Create OAuth client ID
  1. For Application type, please choose “Desktop app”. You can use any Name. And click “CREATE”.

Desktop App
  1. Now, in the pop-up window, you can download the JSON file client_secret_xxxxx.json. Move and rename this .json file to file path evaluation_examples/settings/googledrive/client_secrets.json in the OSWorld project. The folder should look like:

- evaluation_examples/
  - settings/
    - google/
      - settings.json
      - settings.json.template
    - googledrive/
      - settings.yml
      - client_secrets.json
  1. Note that, when you first run a task including Google Drive, there will be a URL requesting your permission. Open the link in unsafe mode using the Gmail you filled in evaluation_examples/settings/google/settings.json, authorize, and confirm your choice once for all. Eventually, you will see a prompt message “The authentication flow has completed.” on a blank web page.

Unsafe mode
Authorization

Potential Issues

Due to strict checks by Google safety teams, even if we shut down the 2-step verification, Google still detects potential risks of your account, especially when you frequently change the login device. You may encounter the following issues:

Phone Verification Code Required

When the VM tries to log into the Google Drive page, Google requests you to provide a phone number and verification code. This may occur when you change your IP or device for the first time.

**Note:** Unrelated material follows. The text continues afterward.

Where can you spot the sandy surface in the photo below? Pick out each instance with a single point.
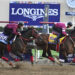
(38, 69)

Phone Verification Code Required

To solve it, typing any phone number is adequate (since we shut off the 2-step verification and do not provide any recovery phone number). And fill in the received verification code. After that, hopefully, Google will remember this new login IP or device. Now, you can restart the task, and this time, it should work.

Identity Verification

Identity Verification

In this case, Google does not give you the chance to use a phone verification code. Since we do not provide any recovery email/phone and shut down the 2-step verification, we are unable to log in from the new device. We hypothesize that this problem may occur when you frequently change the login IPs or devices, such that Google detects the unusual usages. The only solution is to reset the password from the device in which you register this Google account.

Attention

Sadly, we do not have a permanent solution. The only suggestion is not to frequently change your login IP or device. If you encounter any problem above, Google may urge you to change the password. Also, remember to update the password in evaluation_examples/settings/google/settings.json.

Run in Parallel

We manage the virtual machines in the code so that you can initialize multiple DesktopEnv environments to accelerate benchmark testing or environment exploration runs. You can initialize multiple DesktopEnv variables as follows:

env1 = DesktopEnv()
env2 = DesktopEnv()
...

The OSWorld code will automatically check the available virtual machines for the required variables. If none are available, it will automatically download, configure, and install new ones to meet the requirements (or obtain from a cloud platform).